Teilprojekt B06 (2022-25)
Rohstoffboom und Sozialpolitik in autoritären Regimen. Mittel strategischer Machtsicherung?
Nach der in der ersten Phase des SFB untersuchten vertikalen Interdependenzform "Ideenaustausch" über Internationale Organisationen steht in der zweiten Phase die horizontale Interdependenzform "Internationale wirtschaftliche Verflechtung/Handel" im Mittelpunkt der Analyse. Als Ausgangspunkt der Analyse dienen die Ergebnisse der ersten Phase, die für den postsowjetischen Raum erstens eine hohe Erwartungshaltung der Bevölkerung hinsichtlich einer expansiven Sozialpolitik, zweitens die Entwicklung eigenständiger politischer Strategien seitens der nationalen Entscheidungsträger und drittens Umsetzungsprobleme zeigen, die in der Literatur und in politischen Debatten häufig auf fehlende finanzielle Ressourcen zurückgeführt werden.
Eine systematische Analyse der Bedingungen, unter denen angemessene öffentliche Finanzen tatsächlich zu einer umfassenden und nachhaltigen Verbesserung der staatlichen Sozialpolitik führen können, lässt sich am besten für eine Gruppe relativ ähnlicher Länder durchführen, von denen einige einen massiven und plötzlichen Anstieg der Staatseinnahmen ohne Einschränkungen (d. h. "Windfall Profits") erlebt haben. Eine Regierung kann solche Windfall-Profite durch den Export von Rohstoffen erzielen, deren Weltmarktpreise dramatisch steigen. Durch einen paarweisen Vergleich können diese Länder mit Ländern verglichen werden, die in den 1990er-Jahren ein ähnliches sozioökonomisches Entwicklungsniveau aufwiesen, aber keinen solchen Rohstoffboom erlebten (insbesondere: Russland - Ukraine, Kasachstan - Kirgisistan, Aserbaidschan - Georgien).

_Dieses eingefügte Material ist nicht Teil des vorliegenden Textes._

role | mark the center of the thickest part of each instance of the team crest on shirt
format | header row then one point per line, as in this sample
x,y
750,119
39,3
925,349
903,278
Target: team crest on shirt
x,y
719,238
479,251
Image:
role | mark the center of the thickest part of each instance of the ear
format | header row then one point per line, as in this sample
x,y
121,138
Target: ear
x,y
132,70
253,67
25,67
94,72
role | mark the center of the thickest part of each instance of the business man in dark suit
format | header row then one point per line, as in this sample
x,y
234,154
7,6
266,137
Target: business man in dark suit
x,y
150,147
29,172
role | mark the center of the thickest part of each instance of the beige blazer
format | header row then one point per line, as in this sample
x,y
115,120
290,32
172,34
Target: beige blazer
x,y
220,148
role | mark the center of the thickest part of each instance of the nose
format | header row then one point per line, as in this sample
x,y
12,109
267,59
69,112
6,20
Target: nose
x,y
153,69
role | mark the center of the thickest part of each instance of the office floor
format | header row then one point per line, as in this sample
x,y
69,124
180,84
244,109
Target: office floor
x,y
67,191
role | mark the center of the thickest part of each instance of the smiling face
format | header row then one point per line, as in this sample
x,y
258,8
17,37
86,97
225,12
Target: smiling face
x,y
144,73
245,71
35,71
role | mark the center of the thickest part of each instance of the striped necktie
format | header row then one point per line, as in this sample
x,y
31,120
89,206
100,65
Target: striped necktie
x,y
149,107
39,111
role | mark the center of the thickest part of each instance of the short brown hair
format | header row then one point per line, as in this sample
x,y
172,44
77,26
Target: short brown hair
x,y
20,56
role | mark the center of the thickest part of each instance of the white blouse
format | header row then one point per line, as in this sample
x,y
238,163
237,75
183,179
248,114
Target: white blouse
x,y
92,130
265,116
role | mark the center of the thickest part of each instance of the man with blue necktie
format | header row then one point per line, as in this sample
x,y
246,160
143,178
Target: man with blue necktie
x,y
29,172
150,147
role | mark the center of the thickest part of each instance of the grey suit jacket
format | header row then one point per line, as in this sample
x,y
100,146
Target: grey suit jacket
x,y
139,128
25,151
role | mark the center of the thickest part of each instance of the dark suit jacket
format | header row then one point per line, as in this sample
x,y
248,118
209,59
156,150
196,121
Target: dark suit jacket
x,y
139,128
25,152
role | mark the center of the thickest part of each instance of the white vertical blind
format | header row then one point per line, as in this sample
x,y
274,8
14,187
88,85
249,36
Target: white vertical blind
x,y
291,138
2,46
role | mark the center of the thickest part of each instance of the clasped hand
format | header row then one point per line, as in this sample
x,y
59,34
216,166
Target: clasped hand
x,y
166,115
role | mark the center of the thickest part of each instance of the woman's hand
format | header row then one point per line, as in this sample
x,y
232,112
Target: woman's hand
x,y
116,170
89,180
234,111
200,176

Da die untersuchte Region vor allem autoritäre Regime (unterschiedlicher Art) umfasst, kann das Projekt auch einen Beitrag zur Debatte über die Legitimität von Regimen leisten, die in der Autoritarismusforschung gerade erst begonnen hat und bei der die Rolle der Sozialpolitik bisher vernachlässigt wurde.
Die Analyse versucht, die folgenden Mechanismen zu erfassen: Ein rohstoffbasierter Exportboom führt zu einem drastischen Anstieg der Staatseinnahmen und weckt in der Bevölkerung Erwartungen (und möglicherweise soziale Proteste) hinsichtlich einer gerechten Verteilung des Wohlstands. Dies bildet den Ausgangspunkt für politische Entscheidungsprozesse, deren konkreter Verlauf von der Art des Regimes abhängt. Die getroffenen Entscheidungen werden dann (im Rahmen der bestehenden Regierungskapazitäten) umgesetzt und der Öffentlichkeit vermittelt. Die Wahrnehmung positiver Veränderungen in der Reichweite und im Leistungsniveau der Sozialpolitik kann als Mittel zur Legitimation und damit zur Absicherung autoritärer Herrschaft dienen. Umgekehrt kann ein Verfall der Weltmarktpreise für exportierte Güter oder ein Scheitern sozialpolitischer Maßnahmen (z. B. aufgrund mangelnder Governance-Kapazitäten und Korruption) zu einer Verschlechterung der sozialen Leistungen mit potenziell negativen Folgen für die Legitimation des autoritären Regimes führen.
Im Projekt wird ein Mixed-Methods-Design detaillierte Fallstudien zur Identifizierung konkreter Kausalzusammenhänge mit einem anschließenden Large-N-Test der so verfeinerten Hypothesen kombinieren.